For the experiment with a compartmentalized Petri dish, a 2 mm slice of the agar
medium was removed from the plate. The fungus and bacteria were inoculated the
same day in one of the compartments (upper compartment). A. Bacteria can cross an
air-filled gap (only) using a fungal dispersal netwotk. If the bacterial inoculum is
located in one compartment (arrow) of a compartmentalized Petri dish, bacteria can
only cross the gap using a fungal network. Inlet shows the bacterial colonization of
the otherwise inaccessible compartment.

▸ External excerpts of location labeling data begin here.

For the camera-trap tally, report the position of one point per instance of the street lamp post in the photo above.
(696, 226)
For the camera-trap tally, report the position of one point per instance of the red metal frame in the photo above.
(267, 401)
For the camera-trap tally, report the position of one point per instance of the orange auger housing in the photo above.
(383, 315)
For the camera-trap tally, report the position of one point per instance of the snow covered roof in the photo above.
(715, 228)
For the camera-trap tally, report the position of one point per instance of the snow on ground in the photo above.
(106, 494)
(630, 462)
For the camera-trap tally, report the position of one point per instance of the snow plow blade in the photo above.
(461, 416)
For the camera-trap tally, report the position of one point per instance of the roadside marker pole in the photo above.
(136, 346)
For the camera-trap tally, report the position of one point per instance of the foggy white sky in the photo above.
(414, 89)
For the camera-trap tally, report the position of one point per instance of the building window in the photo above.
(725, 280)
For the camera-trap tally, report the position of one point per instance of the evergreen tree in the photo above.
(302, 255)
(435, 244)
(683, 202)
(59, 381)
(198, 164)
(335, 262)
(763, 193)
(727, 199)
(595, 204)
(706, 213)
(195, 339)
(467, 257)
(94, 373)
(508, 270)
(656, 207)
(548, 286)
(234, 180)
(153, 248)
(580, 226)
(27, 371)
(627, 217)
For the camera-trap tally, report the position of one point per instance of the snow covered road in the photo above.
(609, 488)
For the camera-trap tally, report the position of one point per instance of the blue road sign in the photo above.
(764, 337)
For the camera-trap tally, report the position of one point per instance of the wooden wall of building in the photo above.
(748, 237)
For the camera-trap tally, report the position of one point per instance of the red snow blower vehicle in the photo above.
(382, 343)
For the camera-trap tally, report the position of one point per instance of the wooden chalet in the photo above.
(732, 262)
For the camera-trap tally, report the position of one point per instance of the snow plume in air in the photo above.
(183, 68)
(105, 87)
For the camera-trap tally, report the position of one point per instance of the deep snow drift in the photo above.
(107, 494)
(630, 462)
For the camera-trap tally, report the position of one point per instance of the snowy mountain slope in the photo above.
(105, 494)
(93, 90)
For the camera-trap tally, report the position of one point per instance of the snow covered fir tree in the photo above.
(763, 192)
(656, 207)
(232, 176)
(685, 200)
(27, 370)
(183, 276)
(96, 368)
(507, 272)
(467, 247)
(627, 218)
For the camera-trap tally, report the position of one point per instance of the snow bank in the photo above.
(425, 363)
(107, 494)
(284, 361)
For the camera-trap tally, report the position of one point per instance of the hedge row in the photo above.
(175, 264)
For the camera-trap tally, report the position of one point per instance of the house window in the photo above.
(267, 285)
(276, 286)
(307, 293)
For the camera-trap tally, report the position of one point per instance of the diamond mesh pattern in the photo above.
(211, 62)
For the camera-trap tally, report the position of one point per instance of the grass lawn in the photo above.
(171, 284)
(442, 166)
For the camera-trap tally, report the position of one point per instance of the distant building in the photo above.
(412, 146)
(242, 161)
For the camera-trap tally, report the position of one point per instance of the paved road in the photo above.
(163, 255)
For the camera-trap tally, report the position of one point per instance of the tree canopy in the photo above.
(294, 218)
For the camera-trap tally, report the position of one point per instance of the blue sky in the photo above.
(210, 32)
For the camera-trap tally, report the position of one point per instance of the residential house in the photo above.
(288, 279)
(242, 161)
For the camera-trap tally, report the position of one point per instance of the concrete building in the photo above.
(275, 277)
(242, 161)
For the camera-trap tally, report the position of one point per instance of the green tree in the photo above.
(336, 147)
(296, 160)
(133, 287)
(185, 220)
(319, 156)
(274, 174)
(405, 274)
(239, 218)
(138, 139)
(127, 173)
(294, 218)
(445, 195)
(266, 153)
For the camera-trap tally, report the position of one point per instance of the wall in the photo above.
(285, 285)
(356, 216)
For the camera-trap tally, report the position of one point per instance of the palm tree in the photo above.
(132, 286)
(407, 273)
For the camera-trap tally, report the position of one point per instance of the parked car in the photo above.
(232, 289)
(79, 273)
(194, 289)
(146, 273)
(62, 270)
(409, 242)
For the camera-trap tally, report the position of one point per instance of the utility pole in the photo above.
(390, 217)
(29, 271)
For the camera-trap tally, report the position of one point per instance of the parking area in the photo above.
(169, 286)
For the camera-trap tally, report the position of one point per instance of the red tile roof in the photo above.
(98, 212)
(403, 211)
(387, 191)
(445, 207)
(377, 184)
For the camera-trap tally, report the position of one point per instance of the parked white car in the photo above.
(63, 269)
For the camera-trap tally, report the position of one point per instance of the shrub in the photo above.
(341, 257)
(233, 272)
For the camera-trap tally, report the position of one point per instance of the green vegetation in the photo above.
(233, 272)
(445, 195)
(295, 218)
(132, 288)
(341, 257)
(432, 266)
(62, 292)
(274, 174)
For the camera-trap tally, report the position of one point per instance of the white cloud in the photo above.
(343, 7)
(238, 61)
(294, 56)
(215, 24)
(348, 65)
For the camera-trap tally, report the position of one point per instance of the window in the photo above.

Scale bar, 500 μm. B. The non flagellated
mutant was not able to disperse along the mycelium and stayed close to the
inoculation point. Scale bar, 500 µm.
Supplementary Figure S2. Bacterial and fungal-specific fatty acids profile.
Fatty acids profile from a bacterial (A) and a fungal (B) pure culture. The fatty acids
are the myristic (14:0), pentadecanoic (15:0), palmitic (16:0), palmitoleic (16:1),
margaric (17:0), 2-hexyl-cyclopentaoctanoic (cy17:0), stearic (18:0), linoleic (18:2),
and 2-octyl-cycloprapenoctanoic (cy19:0) acids. From the bacterial fatty acid
biomarkers (e.g., 15:0, 16:1, 17:0, cy17:0, cy19:0), the relative more abundant (i.e.,
16:1 and cy17:0) were selected to trace the 13C-enrichment by compound specific
isotope analysis using GC-C-IRMS.
Supplementary Figure S3. Inhibition of sclerotial formation in purified agar.

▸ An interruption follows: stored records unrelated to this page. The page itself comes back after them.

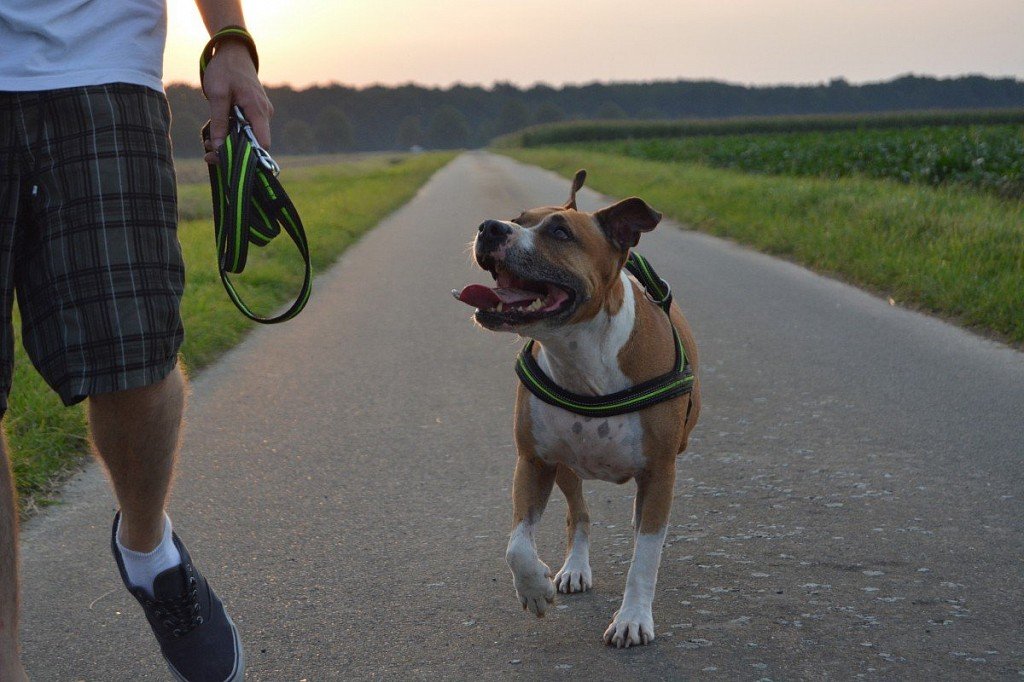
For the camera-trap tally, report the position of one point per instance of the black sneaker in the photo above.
(197, 637)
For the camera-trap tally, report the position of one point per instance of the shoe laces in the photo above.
(180, 614)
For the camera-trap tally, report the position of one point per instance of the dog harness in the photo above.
(250, 206)
(674, 383)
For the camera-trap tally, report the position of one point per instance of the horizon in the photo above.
(750, 43)
(525, 87)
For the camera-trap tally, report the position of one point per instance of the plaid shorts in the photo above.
(88, 238)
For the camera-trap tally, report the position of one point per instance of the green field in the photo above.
(339, 200)
(597, 131)
(989, 158)
(949, 250)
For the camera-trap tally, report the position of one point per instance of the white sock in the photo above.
(142, 567)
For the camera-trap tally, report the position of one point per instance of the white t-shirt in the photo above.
(48, 44)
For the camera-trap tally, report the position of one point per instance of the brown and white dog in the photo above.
(560, 282)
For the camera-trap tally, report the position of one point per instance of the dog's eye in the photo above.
(560, 232)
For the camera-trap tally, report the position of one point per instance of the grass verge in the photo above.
(949, 251)
(339, 202)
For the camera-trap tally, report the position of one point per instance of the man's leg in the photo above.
(135, 433)
(10, 666)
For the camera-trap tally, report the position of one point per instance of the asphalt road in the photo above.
(851, 504)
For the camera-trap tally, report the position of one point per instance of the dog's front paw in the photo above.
(573, 577)
(535, 589)
(631, 627)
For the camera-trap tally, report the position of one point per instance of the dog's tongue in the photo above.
(485, 298)
(479, 297)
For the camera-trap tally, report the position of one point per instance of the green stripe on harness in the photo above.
(674, 383)
(251, 207)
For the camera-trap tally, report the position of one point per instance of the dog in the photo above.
(595, 331)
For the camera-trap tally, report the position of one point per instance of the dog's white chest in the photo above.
(606, 449)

Inhibition of sclerotial formation in purified agar. The absence of sclerotial formation
in purified agar does not depend on bacteria. Actually, without bacteria, sclerotia are
formed in technical agar (B) but not in purified agar (A). However, the phenotype of
sclerotial formation was recovered when Mn(II) was added to the medium (C),
showing the role of Mn on sclerotia formation. Arrows in (B) and (C) indicate
examples of sclerotia.
Supplementary Figure S4. Effect of glucose and dead bacteria in the differential
formation of sclerotia.
The inoculum was placed in the upper part of the plate (shown by an arrow) and
consisted of a suspension of alive bacterial cells (A), saline solution (B), glucose 1 g
L-1 (C); glucose 2 g L-1 (D), glucose 5 g L-1 (E), glucose 10 g L-1 or a slurry of dead
bacteria prepared by sonication (G).
Supplementary Figure S5. Second generation farming. (A) Sclerotia contain an
important bacterial population. Unwashed sclerotia were inoculated in a new Petri
dish. During sclerotia germination and mycelium growth, bacteria dispersed. (B)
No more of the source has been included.